A report by Deloitte predicts economic forces will continue to drive moderate defense commitments globally and will increase the relative parity among military capabilities through 2020.
The company’s latest Global Defense Outlook report forecasts that the combined annual defense budget of the 50 countries studied will remain flat at nearly $1.6 trillion over the next five years, Deloitte said Monday.
Those nations account for more than 95 percent of overall global defense spending.
“Only nine of the fifty largest defense spenders have raised their defense posture since 2008,” said Jack Midgley, public sector defense leader for the Asia Pacific region at Deloitte’s global practice.
“Some 41 countries, including the United States, Russia and China have held the line, or lowered their overall commitment to defense,” Midgley added.
The report noted China, Australia, South Korea and India plan the biggest increases in national-level defense budgets, which Deloitte estimates will account for 80 percent, or about $70 billion, of worldwide military budget growth through 2020.
Deloitte also projects 12 of the top 50 nations surveyed will cut their annual defense budgets by roughly $44 billion combined, paced by a $38 billion projected reduction in U.S. defense budget by 2020.

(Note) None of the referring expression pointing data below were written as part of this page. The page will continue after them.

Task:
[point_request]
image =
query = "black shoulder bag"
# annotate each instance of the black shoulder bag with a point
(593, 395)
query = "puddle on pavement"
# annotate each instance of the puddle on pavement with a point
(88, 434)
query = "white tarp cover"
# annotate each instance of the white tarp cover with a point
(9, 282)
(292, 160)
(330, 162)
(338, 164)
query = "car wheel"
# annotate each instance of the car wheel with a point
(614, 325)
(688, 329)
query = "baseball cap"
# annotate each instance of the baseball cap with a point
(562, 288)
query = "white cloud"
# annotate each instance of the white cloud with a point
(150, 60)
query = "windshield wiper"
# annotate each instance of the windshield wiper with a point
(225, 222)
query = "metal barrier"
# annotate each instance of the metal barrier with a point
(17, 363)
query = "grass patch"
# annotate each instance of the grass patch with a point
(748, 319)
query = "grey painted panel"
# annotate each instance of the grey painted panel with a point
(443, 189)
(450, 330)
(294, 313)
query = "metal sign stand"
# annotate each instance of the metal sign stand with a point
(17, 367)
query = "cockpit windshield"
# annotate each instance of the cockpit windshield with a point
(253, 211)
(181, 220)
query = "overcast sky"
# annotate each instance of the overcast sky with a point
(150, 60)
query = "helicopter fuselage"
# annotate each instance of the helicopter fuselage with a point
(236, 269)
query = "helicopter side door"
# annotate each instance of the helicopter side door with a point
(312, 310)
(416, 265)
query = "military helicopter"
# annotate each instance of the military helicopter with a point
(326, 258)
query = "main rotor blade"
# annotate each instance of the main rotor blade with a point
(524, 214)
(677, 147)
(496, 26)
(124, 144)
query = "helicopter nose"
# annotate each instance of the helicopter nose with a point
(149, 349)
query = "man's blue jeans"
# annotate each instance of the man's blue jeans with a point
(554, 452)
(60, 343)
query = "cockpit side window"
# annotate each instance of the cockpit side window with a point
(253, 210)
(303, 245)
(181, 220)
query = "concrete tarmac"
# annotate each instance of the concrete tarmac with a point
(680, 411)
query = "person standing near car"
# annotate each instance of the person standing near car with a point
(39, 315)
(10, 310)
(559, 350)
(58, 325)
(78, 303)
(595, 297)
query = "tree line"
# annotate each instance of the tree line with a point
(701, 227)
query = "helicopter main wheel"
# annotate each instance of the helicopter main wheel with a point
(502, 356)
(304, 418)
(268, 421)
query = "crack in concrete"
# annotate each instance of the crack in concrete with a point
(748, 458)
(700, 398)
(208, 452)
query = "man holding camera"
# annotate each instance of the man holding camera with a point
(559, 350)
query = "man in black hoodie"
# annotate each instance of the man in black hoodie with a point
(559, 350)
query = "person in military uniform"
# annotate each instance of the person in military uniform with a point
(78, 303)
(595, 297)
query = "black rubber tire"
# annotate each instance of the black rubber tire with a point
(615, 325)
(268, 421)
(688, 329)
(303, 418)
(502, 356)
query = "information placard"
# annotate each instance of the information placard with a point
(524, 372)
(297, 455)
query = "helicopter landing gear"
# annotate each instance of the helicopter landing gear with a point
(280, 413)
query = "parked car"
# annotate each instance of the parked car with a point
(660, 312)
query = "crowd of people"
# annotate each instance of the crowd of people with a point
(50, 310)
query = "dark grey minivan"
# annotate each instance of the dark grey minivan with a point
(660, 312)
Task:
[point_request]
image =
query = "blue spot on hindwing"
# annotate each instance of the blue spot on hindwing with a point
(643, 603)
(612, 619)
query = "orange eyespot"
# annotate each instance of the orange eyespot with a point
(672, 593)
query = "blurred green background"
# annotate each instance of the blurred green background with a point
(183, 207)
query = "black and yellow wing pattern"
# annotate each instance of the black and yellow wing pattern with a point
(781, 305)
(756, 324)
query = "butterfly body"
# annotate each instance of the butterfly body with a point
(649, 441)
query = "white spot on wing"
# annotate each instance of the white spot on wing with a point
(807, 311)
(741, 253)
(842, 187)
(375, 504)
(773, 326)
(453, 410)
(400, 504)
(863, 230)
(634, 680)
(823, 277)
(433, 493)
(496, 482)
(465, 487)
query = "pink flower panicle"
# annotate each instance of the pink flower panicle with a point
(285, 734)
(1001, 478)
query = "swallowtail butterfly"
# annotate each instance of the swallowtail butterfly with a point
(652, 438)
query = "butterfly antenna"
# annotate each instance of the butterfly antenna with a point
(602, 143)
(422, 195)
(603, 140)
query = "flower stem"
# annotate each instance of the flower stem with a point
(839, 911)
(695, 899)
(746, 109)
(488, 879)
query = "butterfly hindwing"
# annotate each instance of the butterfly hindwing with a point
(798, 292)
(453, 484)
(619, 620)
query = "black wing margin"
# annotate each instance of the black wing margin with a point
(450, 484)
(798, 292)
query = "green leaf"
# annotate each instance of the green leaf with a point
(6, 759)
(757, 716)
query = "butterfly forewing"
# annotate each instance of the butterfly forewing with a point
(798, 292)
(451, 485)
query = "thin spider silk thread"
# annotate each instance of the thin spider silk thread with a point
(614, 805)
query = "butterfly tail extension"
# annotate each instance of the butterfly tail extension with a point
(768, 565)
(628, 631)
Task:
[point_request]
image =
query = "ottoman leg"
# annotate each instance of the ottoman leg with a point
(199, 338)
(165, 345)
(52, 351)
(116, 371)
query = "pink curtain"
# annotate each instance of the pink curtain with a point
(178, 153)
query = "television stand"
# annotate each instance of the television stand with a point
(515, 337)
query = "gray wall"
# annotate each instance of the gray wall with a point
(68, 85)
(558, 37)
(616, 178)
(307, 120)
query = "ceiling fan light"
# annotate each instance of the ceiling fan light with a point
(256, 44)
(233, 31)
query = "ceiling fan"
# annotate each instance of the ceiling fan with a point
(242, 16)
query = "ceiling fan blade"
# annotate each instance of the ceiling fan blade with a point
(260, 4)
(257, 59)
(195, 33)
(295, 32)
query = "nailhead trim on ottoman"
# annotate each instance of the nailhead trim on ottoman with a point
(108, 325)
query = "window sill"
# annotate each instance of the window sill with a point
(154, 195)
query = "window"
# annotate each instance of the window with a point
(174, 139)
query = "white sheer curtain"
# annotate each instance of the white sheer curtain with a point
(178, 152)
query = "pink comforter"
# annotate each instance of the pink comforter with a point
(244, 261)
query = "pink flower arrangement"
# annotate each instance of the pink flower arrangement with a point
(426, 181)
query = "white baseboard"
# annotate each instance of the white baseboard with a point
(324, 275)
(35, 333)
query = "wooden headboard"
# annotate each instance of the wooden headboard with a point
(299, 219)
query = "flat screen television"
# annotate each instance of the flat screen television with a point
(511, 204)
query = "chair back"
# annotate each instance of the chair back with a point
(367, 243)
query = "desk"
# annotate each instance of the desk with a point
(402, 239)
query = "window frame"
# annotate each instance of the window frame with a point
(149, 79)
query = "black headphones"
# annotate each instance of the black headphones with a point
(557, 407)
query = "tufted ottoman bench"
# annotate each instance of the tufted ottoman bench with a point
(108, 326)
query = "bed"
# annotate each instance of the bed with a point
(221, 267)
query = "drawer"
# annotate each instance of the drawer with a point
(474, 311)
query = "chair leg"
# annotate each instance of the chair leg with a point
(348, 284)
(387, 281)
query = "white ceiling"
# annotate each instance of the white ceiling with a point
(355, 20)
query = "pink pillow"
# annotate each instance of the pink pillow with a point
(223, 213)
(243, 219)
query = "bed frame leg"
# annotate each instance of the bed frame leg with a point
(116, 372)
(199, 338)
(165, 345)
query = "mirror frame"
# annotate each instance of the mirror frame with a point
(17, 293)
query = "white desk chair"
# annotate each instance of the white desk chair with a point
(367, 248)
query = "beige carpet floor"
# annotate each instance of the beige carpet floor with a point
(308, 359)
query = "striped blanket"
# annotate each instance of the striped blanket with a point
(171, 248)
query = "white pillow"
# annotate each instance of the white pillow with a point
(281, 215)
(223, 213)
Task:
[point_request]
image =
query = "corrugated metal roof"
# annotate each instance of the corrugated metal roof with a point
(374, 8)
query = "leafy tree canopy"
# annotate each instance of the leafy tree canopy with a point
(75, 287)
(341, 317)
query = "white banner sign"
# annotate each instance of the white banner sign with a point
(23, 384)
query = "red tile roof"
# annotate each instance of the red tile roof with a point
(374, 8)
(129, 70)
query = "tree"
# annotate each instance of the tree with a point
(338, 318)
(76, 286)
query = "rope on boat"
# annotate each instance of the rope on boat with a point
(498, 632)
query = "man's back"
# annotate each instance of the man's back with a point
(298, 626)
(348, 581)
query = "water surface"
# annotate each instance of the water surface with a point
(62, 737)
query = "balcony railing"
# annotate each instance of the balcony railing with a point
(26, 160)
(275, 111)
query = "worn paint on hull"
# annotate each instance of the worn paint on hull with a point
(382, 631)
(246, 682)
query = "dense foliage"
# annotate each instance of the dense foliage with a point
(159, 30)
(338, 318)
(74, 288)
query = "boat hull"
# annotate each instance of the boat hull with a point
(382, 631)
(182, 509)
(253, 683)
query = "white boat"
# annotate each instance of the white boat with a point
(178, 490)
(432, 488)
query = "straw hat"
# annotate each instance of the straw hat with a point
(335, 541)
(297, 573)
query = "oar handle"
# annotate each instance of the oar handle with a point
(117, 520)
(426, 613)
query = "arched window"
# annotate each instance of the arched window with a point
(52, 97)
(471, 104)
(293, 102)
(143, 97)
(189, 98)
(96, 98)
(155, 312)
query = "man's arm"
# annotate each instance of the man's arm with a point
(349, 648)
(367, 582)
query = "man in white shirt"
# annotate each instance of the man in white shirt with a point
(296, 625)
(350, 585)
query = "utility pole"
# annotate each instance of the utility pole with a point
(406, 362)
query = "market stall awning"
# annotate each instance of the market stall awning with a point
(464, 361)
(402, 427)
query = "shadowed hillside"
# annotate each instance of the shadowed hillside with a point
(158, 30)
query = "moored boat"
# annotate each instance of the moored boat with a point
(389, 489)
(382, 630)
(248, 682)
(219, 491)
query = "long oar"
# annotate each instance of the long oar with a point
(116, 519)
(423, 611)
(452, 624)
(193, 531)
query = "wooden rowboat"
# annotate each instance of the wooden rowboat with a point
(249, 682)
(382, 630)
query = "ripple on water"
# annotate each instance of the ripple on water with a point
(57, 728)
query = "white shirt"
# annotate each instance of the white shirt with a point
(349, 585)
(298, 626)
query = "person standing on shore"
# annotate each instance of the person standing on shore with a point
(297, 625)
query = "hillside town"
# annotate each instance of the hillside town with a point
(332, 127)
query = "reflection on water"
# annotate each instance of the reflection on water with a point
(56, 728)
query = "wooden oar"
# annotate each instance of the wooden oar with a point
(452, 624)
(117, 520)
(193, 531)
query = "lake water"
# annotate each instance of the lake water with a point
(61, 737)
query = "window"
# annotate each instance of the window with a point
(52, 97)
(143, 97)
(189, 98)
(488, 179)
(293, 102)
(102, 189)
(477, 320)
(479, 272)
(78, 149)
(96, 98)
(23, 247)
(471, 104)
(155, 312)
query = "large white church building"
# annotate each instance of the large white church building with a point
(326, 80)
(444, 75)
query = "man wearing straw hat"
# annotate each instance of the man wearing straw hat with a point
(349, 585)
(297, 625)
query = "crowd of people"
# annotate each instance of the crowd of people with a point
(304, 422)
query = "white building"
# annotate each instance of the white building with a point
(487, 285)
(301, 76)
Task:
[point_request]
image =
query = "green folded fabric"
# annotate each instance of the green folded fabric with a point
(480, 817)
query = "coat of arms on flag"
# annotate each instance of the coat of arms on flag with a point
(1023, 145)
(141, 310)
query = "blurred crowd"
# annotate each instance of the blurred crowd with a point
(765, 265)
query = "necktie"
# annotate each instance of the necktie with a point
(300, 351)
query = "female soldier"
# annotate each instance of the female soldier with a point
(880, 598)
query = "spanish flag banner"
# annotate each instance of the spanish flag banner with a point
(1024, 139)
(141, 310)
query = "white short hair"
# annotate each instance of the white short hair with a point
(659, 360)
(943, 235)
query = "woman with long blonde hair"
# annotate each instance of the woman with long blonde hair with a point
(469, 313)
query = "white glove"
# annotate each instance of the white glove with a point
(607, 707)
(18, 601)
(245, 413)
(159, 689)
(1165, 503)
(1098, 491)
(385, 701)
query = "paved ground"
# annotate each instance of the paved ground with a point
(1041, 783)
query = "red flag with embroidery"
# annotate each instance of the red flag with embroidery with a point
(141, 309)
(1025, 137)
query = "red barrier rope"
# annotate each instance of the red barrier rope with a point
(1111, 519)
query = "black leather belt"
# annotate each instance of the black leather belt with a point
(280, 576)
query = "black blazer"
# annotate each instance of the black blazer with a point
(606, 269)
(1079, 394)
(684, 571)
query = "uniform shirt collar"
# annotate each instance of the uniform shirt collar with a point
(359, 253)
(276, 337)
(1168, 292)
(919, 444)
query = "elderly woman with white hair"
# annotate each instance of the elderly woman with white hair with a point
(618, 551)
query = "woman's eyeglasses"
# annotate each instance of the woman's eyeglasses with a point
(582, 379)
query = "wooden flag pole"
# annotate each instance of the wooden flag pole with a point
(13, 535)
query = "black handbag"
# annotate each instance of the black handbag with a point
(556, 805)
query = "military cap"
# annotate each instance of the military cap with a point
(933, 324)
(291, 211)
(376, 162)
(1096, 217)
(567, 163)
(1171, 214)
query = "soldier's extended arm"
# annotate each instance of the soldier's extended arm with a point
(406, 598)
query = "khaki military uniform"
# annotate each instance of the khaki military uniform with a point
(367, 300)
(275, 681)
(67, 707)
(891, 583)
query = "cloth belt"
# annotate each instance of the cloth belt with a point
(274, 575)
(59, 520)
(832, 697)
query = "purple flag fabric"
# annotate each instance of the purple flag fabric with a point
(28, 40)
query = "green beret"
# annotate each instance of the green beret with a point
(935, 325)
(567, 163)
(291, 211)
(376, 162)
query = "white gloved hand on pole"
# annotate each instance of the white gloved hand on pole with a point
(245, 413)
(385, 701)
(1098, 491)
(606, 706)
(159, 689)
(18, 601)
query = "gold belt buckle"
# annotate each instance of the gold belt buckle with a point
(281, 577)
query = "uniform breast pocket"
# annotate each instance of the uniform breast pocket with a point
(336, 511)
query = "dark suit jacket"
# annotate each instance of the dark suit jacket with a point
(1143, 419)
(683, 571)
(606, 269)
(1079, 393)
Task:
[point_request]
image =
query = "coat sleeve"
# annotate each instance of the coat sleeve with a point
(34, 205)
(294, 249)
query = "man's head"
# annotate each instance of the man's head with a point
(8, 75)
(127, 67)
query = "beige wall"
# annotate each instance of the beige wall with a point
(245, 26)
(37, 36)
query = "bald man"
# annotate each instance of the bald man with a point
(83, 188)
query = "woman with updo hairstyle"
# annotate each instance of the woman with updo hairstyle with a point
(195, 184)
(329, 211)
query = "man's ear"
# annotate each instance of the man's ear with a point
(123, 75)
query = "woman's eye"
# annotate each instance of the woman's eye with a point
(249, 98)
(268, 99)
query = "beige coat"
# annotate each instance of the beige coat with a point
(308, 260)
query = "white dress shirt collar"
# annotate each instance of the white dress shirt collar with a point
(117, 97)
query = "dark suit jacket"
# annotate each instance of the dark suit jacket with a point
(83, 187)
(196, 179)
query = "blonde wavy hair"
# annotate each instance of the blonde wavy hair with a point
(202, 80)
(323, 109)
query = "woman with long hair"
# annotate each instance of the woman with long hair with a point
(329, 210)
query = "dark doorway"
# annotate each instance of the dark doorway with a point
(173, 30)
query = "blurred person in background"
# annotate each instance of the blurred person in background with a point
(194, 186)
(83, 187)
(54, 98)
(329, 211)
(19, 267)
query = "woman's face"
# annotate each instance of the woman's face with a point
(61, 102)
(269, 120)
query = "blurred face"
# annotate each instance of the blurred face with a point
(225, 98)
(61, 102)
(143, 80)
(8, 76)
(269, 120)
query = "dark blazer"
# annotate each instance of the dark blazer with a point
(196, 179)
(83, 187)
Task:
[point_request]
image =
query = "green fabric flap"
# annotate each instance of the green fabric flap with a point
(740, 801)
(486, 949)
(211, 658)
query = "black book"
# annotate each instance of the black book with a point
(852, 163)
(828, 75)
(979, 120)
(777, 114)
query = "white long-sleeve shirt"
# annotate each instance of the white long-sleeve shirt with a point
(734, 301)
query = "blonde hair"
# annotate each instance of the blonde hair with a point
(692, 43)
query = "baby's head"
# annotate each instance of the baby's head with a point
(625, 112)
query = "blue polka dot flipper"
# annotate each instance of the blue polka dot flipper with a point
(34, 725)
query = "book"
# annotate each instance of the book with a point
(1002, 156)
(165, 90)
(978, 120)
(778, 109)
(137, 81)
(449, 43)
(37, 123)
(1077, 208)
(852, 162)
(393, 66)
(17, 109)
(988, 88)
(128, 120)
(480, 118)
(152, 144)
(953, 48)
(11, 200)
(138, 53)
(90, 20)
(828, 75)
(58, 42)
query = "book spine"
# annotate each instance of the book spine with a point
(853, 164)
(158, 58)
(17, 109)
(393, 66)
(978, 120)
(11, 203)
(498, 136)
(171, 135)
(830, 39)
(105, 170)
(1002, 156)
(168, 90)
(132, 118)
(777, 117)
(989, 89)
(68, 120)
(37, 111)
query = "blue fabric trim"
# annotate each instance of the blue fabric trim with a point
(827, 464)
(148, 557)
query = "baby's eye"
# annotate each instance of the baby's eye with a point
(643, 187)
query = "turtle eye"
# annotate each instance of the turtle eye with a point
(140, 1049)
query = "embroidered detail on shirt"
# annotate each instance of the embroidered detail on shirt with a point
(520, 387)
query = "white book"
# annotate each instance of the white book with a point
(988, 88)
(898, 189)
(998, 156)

“Even as commitments to defense continue to moderate worldwide, economic forces are creating significant new tensions among military powers,” noted Charles Wald, Deloitte vice chairman and federal practice senior advisor in the US.
“These new tensions have produced five emerging fault lines around the globe, signaling that countries must be prudent and strategic with their investments in defense to address emerging threats to their nation and their implications on the world at large,” Wald added.
The U.S., Russia and Israel scored the highest in the Defense Posture Index, Deloitte’s numerical ranking of national-level military obligations.